そして3日後、アイゼンヘルツ帝国首都星ゲーリングを出発したバクロード元帥指揮下の帝国軍は、第8惑星宙域で最初のハイパー・デス・ドライブを開始した。ドライブ中の中型要塞内では。
「イブレッド少将、確か貴官の弟が帝国諜報将校だったな」
「はっ!そうであります。
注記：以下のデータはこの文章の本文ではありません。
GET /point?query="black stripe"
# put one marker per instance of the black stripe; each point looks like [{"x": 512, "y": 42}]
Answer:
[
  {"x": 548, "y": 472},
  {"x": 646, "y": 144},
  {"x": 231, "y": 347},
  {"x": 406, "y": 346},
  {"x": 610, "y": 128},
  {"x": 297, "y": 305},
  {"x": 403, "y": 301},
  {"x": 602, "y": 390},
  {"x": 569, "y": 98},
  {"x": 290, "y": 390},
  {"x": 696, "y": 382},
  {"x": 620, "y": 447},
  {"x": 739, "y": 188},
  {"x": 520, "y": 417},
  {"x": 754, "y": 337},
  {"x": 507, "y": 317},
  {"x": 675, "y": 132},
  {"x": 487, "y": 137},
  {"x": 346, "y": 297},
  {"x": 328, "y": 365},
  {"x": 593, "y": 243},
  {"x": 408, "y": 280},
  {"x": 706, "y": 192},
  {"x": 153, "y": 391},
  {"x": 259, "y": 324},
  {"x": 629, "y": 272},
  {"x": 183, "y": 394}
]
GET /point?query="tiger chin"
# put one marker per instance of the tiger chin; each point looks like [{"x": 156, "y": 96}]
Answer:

ユユーゼ司令閣下」
「名は確かデルビー大佐だったな。貴官の弟が破壊工作を行っているのなら間違いあるまい。先刻の艦隊戦に於いてもデルビー大佐からの情報によって、我が帝国艦隊は大勝利を治めたのだからな」
「はっ!有難う御座います。今回も破壊工作が成功したとの連絡があり、今頃は螺旋連邦軍は要塞システ ムの修復に翻弄されている事でしょう」
「うむ。今回も我が帝国の圧倒的勝利は間違いないな。あはははははは」
既に帝国軍の作戦が螺旋連邦軍に漏洩しているとも知らずに、帝国軍は予定の航路を進攻していた。第5惑星、第3惑星と順次ハイパー・デス・ドライブを繰り返していた帝国軍は、第2惑星と第1惑星との中間宙域で最後のハイパー・デス・ドライブを行った。首都星ゲーリングを出発して10日の航程が過ぎていよいよ螺旋連邦軍の要塞と帝国軍の要塞との決戦の火蓋は切って落とされたのである。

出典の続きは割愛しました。